I have not been associating anything I eat with pleasure. It's just food. Admittedly at times I do find that I have kind of bleak moments about life because just earlier this year I had gotten to a point where food was my everything. I took that out of the equation and what am I left with.. but I really work towards my goal which is to lose the weight and to be stronger my mental health and to not fall back into bad habits and into a binge. I eat yogurt, I'm not cutting sugar completely. I don't think it's realistic for me, or anyone in a with a similar problem, to try cutting out sugar 100%. I don't know if someone can specially someone like me, and then think that they're going to function in any capacity and not revert back to a manic-like state of binge eating. I'm eating some yogurts. I'm having sugar free jell-o, some instant oatmeal and vanilla protein powder. Light stuff, no thrills. I didn't realize another one of my triggers was peanut butter. Just plain ole' peanut butter. It snowballs me into binging its also a gateway food, it triggers me to wanting other triggers like honey buns or cookies. Funny, you never notice your triggers until after you've done so much damage.
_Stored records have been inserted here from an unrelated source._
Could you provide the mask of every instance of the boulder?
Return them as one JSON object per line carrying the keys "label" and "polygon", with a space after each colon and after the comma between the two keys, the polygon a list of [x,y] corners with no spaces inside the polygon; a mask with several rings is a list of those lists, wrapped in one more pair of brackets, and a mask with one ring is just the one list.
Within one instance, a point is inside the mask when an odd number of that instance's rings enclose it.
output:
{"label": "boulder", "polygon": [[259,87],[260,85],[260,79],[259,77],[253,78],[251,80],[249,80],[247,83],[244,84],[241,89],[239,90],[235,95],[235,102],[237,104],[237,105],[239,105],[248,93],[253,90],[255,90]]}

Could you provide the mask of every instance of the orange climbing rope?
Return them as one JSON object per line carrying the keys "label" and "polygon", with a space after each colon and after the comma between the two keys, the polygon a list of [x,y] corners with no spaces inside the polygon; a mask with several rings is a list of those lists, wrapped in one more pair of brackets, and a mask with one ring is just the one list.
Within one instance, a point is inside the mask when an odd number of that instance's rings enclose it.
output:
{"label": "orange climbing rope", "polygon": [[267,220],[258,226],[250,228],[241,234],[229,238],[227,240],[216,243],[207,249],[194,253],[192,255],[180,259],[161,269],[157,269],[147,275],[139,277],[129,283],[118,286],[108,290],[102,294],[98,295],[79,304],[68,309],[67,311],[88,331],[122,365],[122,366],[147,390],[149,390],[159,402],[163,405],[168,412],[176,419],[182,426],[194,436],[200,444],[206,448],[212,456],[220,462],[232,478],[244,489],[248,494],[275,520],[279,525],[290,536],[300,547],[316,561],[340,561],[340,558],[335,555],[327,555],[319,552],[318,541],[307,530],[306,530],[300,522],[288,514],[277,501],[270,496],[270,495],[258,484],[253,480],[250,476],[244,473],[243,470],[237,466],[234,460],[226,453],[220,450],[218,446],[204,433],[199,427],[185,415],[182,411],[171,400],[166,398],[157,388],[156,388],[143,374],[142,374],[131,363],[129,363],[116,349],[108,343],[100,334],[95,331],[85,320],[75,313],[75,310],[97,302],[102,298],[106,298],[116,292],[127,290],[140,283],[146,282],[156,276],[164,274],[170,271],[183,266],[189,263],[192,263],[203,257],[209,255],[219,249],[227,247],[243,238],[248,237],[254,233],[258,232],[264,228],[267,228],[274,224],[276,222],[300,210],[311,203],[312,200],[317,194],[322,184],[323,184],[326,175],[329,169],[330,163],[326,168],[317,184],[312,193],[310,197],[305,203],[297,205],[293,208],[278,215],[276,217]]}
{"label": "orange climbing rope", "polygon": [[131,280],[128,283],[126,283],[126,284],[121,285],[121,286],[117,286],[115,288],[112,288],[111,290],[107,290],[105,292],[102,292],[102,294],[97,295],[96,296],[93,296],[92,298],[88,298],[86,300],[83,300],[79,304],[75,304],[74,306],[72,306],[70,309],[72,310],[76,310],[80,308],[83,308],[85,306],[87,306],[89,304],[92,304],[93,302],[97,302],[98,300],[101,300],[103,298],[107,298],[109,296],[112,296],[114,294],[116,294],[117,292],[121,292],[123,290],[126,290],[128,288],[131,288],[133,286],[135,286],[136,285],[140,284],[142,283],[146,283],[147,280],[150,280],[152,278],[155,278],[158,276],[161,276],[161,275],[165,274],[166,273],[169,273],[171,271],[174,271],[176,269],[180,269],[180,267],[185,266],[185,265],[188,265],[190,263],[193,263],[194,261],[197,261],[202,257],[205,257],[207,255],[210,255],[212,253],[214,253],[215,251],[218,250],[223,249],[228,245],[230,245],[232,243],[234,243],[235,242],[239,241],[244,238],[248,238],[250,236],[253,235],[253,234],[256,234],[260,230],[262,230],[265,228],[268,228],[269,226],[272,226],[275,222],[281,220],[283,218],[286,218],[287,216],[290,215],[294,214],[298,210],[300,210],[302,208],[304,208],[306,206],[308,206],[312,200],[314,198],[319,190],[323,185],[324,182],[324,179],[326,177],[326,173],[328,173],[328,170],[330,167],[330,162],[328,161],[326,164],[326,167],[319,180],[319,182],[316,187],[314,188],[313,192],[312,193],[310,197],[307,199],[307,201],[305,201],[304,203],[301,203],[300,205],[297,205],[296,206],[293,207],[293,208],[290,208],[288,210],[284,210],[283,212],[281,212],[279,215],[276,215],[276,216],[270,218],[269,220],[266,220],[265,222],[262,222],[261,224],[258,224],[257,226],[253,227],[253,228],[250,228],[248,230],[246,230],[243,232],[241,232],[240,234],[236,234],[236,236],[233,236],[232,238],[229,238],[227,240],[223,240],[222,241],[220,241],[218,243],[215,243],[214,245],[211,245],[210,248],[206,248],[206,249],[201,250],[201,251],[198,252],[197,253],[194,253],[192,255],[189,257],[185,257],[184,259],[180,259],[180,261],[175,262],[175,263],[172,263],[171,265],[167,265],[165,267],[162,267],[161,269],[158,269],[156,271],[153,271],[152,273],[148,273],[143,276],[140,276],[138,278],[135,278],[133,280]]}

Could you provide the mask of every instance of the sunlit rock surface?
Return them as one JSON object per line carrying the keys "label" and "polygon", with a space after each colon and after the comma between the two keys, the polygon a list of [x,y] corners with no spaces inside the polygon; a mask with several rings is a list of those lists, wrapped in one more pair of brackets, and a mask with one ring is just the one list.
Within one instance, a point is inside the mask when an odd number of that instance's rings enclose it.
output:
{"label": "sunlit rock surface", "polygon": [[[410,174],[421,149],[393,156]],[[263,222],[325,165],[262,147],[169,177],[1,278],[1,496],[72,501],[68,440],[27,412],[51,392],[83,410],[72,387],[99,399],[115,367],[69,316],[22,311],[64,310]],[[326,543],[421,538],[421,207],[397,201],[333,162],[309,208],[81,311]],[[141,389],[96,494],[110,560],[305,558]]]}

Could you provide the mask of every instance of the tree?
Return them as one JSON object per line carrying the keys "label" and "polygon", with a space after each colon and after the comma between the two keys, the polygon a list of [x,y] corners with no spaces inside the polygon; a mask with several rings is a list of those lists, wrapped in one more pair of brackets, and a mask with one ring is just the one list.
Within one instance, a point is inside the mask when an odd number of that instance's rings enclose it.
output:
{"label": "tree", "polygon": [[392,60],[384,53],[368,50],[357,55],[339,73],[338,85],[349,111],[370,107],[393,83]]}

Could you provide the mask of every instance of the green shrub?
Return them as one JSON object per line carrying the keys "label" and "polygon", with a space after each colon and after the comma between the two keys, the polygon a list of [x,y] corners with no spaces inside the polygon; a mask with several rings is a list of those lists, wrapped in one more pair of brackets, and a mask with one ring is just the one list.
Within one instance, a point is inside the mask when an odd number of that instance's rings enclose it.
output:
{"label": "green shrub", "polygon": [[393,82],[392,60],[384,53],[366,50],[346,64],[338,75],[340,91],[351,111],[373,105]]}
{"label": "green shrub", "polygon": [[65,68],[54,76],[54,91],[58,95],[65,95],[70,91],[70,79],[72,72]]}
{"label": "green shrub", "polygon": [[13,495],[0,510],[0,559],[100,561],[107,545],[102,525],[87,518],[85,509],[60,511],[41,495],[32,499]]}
Avoiding Temptation is a huge area of breaking the habit. We don't know her. When going to the store and I'm in that check out lane and the trigger foods are right there and for some reason on sale. I don't know her, or them. I know I cant have it. I don't have it. The last two years what happened quite a bit was anytime I said I'm just going to have one of this. I'm just going to have this one thing, here, and when I go home it's not going to be a problem. I'm going to pick this up and have me a nice little treat, and it's not going to be a thing. I'll have a cookie here its just one cookie. It always ended the same. The addict in me returns. My mind begins exploding with familiar sensations. Chemical responses in the brain start knocking over the first domino. Everything begins to unfold. Become undone. Months, years even, worth of work erased in a matter of weeks. Total mental deterioration. Relapse.
My temptations are the high sugary junk, my triggers, I cannot indulge in those I know the final result. No reasoning with myself on how "this one time" could be different. Or how just a bite wont hurt. Shut off. That's the key.